Rupert Guinness’ Top 5 Tips for Cycling Safety

Rupert Guinness’ Top 5 Tips for Cycling Safety

1./ BE SEEN: Lighting: As with all electronics you use on the bike, it is vital all battery operated items such as a computer and lights are recharged. The best time to do this is as soon as you finish a ride to avoid forgetting to do so later. On your bike, attach two front (white) and two rear (red) lights in case one runs out, and a rear reflector. Have both a front and rear light on at all time of day … not just at night. To enhance your visibility to oncoming and rear traffic, also place reflective tape on your bike wheels if they have deep rims, crank arms and seat stays. Wear reflective ankle straps and hi-Viz cycling clothes; if not, make sure you have garments made of distinct coloring, or that have reflective strips woven in the material.

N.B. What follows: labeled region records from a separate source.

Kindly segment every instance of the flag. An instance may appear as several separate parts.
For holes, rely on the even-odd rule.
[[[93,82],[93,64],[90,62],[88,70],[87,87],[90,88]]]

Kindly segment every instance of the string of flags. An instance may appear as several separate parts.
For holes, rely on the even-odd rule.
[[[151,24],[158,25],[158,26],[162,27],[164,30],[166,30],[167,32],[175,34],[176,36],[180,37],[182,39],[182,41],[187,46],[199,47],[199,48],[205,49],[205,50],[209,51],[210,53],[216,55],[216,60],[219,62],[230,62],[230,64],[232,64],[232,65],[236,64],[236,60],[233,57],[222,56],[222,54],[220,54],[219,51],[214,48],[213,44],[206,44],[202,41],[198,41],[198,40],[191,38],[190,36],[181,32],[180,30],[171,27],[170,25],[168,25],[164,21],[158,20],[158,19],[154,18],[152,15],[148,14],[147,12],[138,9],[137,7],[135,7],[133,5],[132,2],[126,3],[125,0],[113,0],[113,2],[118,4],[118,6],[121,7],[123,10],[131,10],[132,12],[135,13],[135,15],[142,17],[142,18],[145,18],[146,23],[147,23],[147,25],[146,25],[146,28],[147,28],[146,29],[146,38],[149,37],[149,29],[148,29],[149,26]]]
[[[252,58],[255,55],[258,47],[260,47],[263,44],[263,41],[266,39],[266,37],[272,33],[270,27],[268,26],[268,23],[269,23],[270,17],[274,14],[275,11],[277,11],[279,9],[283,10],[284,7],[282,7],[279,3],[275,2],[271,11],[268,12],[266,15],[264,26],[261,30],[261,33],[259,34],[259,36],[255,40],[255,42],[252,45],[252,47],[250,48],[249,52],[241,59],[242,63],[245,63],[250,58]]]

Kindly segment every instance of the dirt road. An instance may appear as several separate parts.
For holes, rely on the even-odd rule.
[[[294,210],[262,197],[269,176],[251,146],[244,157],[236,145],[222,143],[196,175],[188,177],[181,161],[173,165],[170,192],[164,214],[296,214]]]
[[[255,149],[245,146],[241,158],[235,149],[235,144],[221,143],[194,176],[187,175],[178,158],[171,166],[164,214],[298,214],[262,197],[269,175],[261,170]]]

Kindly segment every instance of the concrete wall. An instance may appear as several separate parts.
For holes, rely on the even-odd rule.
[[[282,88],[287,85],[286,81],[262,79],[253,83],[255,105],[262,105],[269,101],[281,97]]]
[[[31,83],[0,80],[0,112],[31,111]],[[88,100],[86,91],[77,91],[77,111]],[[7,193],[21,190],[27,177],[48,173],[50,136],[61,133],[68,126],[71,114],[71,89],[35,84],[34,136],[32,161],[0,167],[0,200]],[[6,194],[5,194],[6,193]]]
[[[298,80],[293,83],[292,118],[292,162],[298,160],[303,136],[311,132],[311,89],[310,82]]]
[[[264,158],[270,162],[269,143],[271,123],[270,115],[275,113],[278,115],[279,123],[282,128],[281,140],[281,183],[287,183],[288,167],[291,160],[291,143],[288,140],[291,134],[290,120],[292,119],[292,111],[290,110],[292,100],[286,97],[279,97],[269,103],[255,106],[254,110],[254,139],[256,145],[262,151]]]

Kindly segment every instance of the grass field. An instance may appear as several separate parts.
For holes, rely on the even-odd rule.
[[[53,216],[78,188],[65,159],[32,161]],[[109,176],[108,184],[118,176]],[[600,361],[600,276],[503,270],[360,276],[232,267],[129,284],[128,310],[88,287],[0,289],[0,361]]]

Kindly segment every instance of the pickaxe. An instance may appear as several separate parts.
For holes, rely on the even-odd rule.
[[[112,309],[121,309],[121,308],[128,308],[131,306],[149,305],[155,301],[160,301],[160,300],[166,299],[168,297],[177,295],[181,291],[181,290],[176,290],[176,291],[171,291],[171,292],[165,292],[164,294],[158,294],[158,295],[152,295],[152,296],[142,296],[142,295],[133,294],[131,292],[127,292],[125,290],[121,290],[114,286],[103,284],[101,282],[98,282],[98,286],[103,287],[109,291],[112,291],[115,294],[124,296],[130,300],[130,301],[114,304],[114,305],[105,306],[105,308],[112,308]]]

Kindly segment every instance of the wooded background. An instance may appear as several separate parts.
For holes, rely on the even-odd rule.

2./ BE HEARD: Communication: Install a hands free communications unit like the Terrano system that heightens safety through a two-way link between you and another rider, or a following driver in a support car. This allows others to be alert of your well being or needs, and road hazards that those behind you may not see. The Terrano system can also be connected via blue tooth to your IPhone, ensuring you can also maintain direct contact with parties outside of your ride. Importantly, unlike ear plugs, the well positioned ear pieces of the Terrano system that is attached to the outside of your helmet do not block out ambient noises riders need to hear while cycling, such as traffic, weather and even animal life.

3./ BE SMART: Route and Weather: Study where you are planning to ride to, and the predicted weather conditions.

Select routes with options that, if possible, can cater for any change due to sudden weather shifts or road blockages. Download route maps that have gradients included on them. Let someone know where you will ride to and what route you will take, and also make sure they have copies of your planned route. Furthermore, take adequate clothing to equip yourself for any sudden weather change – for example, a ‘gilet,’ if it cools or if you stop and are sweaty, can make the difference between staying warm or becoming cold and ill. Take a driver’s license or a cycling federation card to identify you in an emergency, or put your name to your helmet.

4./ BE FUELLED: Food and Fluids: An obvious tip, but one that often catches riders out. Myself included! A body replenished with food and fluids will not only provide physical energy, but also ensure the mind is alert to read and respond to situations. Also, it is not only important to be fuelled up when starting a ride, but to remain so during it. This means to eat and drink regularly to avoid ‘hunger flat’ and dehydration. Take supplies such as sports bars, gels and natural foods such as bananas or dried fruit, and ‘bidons’ – or drink bottles – (one for short rides and two for long rides or if in hot/humid conditions); and be prepared to stop to replenish supplies. Always take cash and a credit card too!

5./ BE READY: Bicycle equipment: If your bike is not road worthy, neither will you be. Ensure your bike is regularly serviced and be open to suggested replacement of any parts.

In the short term, before and after each ride, spend a few minutes checking your bike, ie: check your tires for slow leaks or glass, sharp gravel or small items such as tacks or pins that

may be stuck in your tires and a wheel turn from puncturing. Also make sure you have a spare tube or two in case of a flat.

And test your bike for loose parts, from the chain that may need replacing to any screws parts that may have loosened.

A regular 5-minute wash and dry of your bike after a ride will also do wonders for maintaining road worthiness and safety.